Shares of Lifestyle International are up 25 percent since its IPO on April 14. Lifestyle said it would use part of its proceeds from the stock sale to expand in Shanghai, Hong Kong and Taiwan.
The Driehaus fund also increased its holdings of telecommunications companies such as Bharti Tele-Ventures Ltd., India's second-largest mobile-phone operator, and Grupo Televisa SA of Mexico, the world's largest Spanish-language broadcaster.
Bharti's fiscal first-quarter earnings rose almost 10-fold after lower rates helped boost cell phone subscribers. The company's stock more than doubled in the past year. Grupo Televisa is gaining market share by offering new programs, including reality shows such as "Big Brother II."
During the past 12 months, the Driehaus fund is up 15 percent, lagging behind the 23 percent advance of the Morgan Stanley Capital International Europe, Australasia and Far East Index, a benchmark for international investors.
The fund is down 5.6 percent this year, ranking No. 149 of 151 competing funds. Brewer cited concern about the possibility of slowing economic growth in China, as well as rising U.S. interest rates and oil prices.
The Driehaus fund has almost half of its assets in shares of companies based in Western Europe, up from 44.5 percent at the start of the year. Because it's less risky than other regions, "we've moved a lot of money there," Brewer said.
Last month, the fund bought shares of Axalto Holding NV, a former unit of Schlumberger Ltd. that makes chip cards for mobile phones and credit cards. Demand for the French company's so-called smart cards is increasing as banks and credit card companies shift away from magnetic strips to boost security.
Brewer, who has degrees from the University of Utah in Salt Lake City and the University of Rochester (N.Y.), joined Driehaus Capital Management Inc. in 1994 and helped start the firm's Discovery fund in 1999. He oversees the fund's emerging markets investments, and while the fund has cut back on those stocks, Brewer said some opportunities remain.
The fund has also boosted its position in Grupo Aeroportuario del Sureste SA, the Mexican airports operator.

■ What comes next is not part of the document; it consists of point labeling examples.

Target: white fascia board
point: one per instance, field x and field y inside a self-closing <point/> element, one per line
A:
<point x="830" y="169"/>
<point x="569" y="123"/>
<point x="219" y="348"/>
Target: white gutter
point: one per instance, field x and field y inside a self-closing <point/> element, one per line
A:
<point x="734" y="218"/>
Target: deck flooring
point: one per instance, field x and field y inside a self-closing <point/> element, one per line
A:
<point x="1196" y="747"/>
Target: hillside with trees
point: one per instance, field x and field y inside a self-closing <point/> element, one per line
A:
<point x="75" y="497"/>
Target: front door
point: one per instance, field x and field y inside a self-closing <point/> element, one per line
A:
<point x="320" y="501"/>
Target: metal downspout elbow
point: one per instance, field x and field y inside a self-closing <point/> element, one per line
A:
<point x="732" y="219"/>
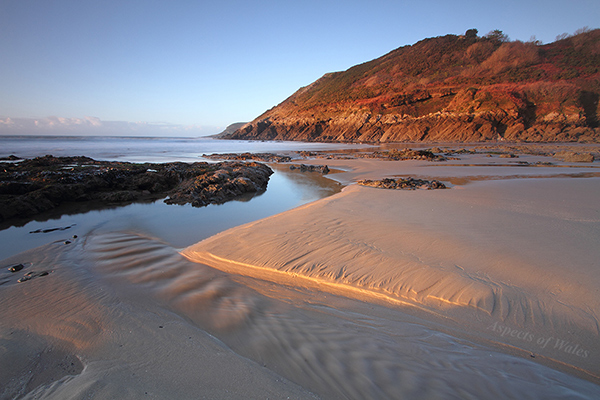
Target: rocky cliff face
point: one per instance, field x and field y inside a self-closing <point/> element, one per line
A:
<point x="451" y="88"/>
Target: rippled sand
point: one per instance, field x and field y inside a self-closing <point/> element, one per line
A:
<point x="486" y="290"/>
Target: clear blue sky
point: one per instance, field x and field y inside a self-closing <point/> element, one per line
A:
<point x="207" y="64"/>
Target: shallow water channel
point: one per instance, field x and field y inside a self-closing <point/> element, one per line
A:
<point x="179" y="226"/>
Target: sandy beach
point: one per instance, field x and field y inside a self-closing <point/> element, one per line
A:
<point x="488" y="289"/>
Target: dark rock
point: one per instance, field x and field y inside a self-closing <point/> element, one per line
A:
<point x="33" y="274"/>
<point x="16" y="268"/>
<point x="571" y="156"/>
<point x="263" y="157"/>
<point x="41" y="184"/>
<point x="403" y="183"/>
<point x="405" y="154"/>
<point x="311" y="168"/>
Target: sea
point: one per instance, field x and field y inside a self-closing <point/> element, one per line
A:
<point x="178" y="226"/>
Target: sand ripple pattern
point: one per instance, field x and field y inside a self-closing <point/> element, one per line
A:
<point x="335" y="352"/>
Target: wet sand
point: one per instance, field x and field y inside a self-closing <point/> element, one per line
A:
<point x="488" y="289"/>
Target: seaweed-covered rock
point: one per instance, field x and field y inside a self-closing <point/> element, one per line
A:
<point x="36" y="185"/>
<point x="403" y="183"/>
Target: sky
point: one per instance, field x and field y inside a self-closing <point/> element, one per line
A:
<point x="190" y="68"/>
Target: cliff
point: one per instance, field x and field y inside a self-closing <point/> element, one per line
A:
<point x="450" y="88"/>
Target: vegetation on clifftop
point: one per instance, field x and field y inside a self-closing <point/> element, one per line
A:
<point x="489" y="87"/>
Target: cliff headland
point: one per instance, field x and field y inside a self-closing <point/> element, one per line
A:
<point x="454" y="88"/>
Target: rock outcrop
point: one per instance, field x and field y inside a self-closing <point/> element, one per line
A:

The company runs airports in tourist destinations including Cancun and Cozumel.
Many American tourists are going to Mexico instead of Europe because of concern about terrorism and weakness of the dollar relative to the euro, Brewer said. Shares of Grupo Asur, as it is also known, are up 40 percent in the past 12 months.
While Brewer and St. Kovachev increase the fund's European investments, Ritter is scaling back holdings in Japan because of concern about declining retail sales. Sales in June declined by a seasonally adjusted 0.6 percent from May as supermarkets and car showrooms missed out on a rebound in consumer spending.
Ritter responded to the report by selling the fund's shares of Aeon Co., Japan's biggest shopping center operator. As of June 30, the Driehaus fund had 23 percent of its assets in Japan, compared with 9.4 percent for the rest of Asia.
"We're still positive on Japan, but a little bit less so," said Ritter, who joined Driehaus Capital in 1996.
Ritter said he's pessimistic about prospects for real estate investment trusts in Japan as appealing properties for these companies to buy become harder to find. The fund recently sold shares of Kennedy-Wilson Japan Inc., a unit of Beverly Hills, Calif.-based Kennedy-Wilson Inc.
Ritter said he will focus on Japanese exporters, which may get a boost from the weaker yen. In recent months, the fund bought shares of Trend Micro Inc., the world's third-largest maker of antivirus software, and Nintendo Co., the world's biggest maker of handheld game machines.